There are several important things to consider when deciding if this is the way you want to go in your customization plan, however. First and foremost, as an automotive engineering director for a number of years, you need to understand that the seat in your car is just one piece of the overall safety system that is engineered into your ride to make it legal from a federal safety perspective. That seat has been included in tests ranging from front and rear impact, front, side and possibly seat-mounted airbag deployments, seat belt pull tests, seat frame deformation and pull-out; and several other possible tests. The passing results of those system and vehicle tests allows your car to be sold to the public.
When you change the seats in your car, unless full-vehicle tests have been performed and your car certified with the same seat you installed, the results of all of those previously made safety compliance tests are nullified. Installing a seat that is stronger in some regards can in fact cause the results of some tests to give failing instead of passing test results. Any single element of the vehicle system that changes how the test dummy (or human occupant's) body moves in a crash can alter the geometry of an airbag depolyment and cause HIC (Head Injury Criteria) numbers to exceed allowable limits, for example.

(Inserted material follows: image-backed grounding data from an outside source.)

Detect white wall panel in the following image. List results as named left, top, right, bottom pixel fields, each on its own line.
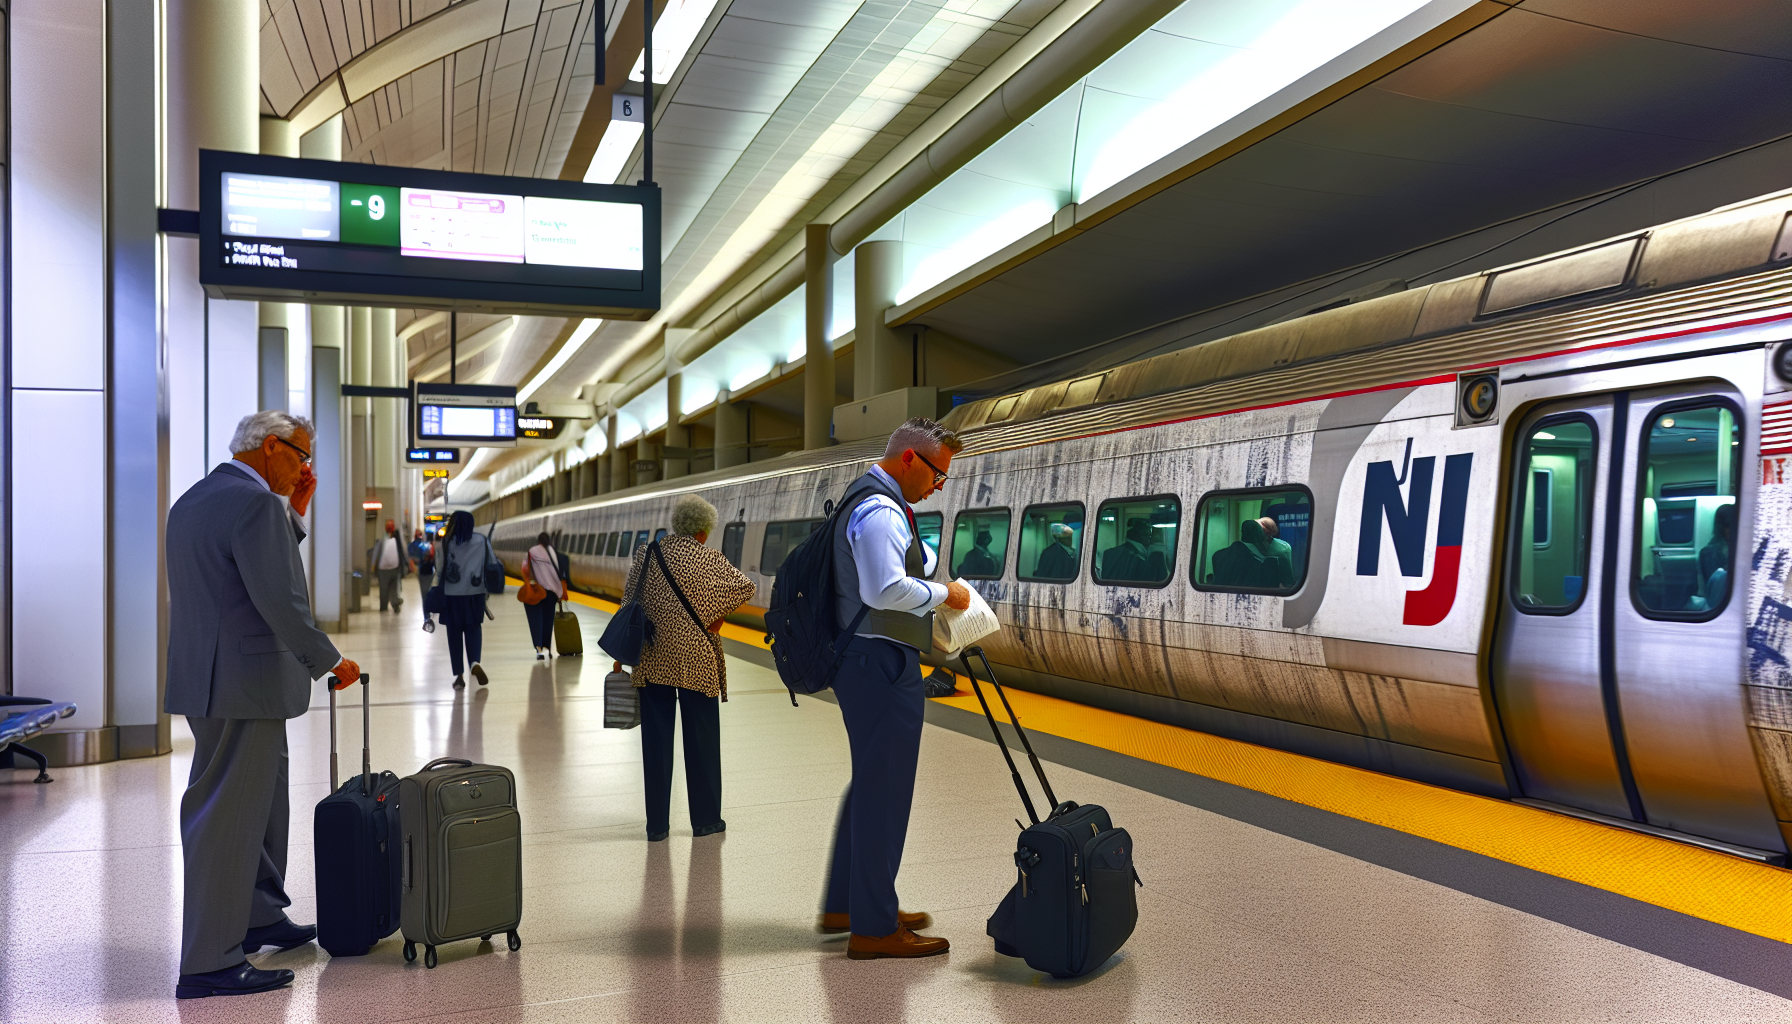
left=11, top=0, right=105, bottom=390
left=165, top=238, right=208, bottom=502
left=13, top=391, right=106, bottom=727
left=207, top=297, right=261, bottom=469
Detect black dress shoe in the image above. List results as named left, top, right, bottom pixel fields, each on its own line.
left=692, top=820, right=726, bottom=837
left=242, top=919, right=317, bottom=954
left=647, top=829, right=669, bottom=842
left=176, top=961, right=294, bottom=999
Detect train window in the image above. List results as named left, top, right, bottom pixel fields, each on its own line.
left=1511, top=416, right=1595, bottom=613
left=1634, top=401, right=1739, bottom=620
left=721, top=522, right=747, bottom=568
left=1191, top=488, right=1310, bottom=595
left=1092, top=495, right=1179, bottom=587
left=1017, top=503, right=1084, bottom=583
left=914, top=512, right=943, bottom=578
left=634, top=529, right=650, bottom=552
left=761, top=518, right=825, bottom=575
left=602, top=531, right=617, bottom=556
left=654, top=528, right=668, bottom=543
left=951, top=509, right=1011, bottom=580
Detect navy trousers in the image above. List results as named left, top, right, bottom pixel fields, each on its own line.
left=638, top=682, right=722, bottom=835
left=822, top=635, right=924, bottom=938
left=443, top=594, right=485, bottom=676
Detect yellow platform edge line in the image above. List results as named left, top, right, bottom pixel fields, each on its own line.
left=549, top=582, right=1792, bottom=942
left=931, top=677, right=1792, bottom=944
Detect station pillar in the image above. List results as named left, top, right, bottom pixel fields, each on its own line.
left=715, top=391, right=749, bottom=470
left=854, top=240, right=908, bottom=397
left=803, top=223, right=836, bottom=450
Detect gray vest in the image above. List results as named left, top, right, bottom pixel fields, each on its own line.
left=833, top=470, right=934, bottom=649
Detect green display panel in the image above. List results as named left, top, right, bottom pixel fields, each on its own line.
left=341, top=183, right=400, bottom=247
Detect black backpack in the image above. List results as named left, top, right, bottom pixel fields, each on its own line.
left=763, top=485, right=878, bottom=705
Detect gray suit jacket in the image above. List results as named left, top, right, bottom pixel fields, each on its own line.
left=164, top=462, right=341, bottom=720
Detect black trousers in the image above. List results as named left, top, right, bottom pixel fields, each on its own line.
left=821, top=636, right=924, bottom=938
left=524, top=594, right=558, bottom=648
left=638, top=682, right=721, bottom=835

In today's highly engineered cars, changing things like seats, belts and other components is the equivalent of turning the driver into a test pilot. In the event of a crash, the others in the car can now name you, as owner, and the person and/or company who modified the car in a lawsuit, the same as they can sue the original manufacturer such as Honda, Toyota or GM. I am not certain, but I believe that the act of altering the compliance of a motor vehicle by a company could violate some federal laws in the same way that altering airbags or emissions equipment does.
The second factor to consider is comfort. I highly recommend actually sitting in the same model of seat in the same model of car that you are customizing before you buy. Car seats feel differently based upon the location of the steering wheel, shifter, windshield, etc; and nothing is worse than spending money on a custom seat and finding out after it is too late that the results are not comfortable.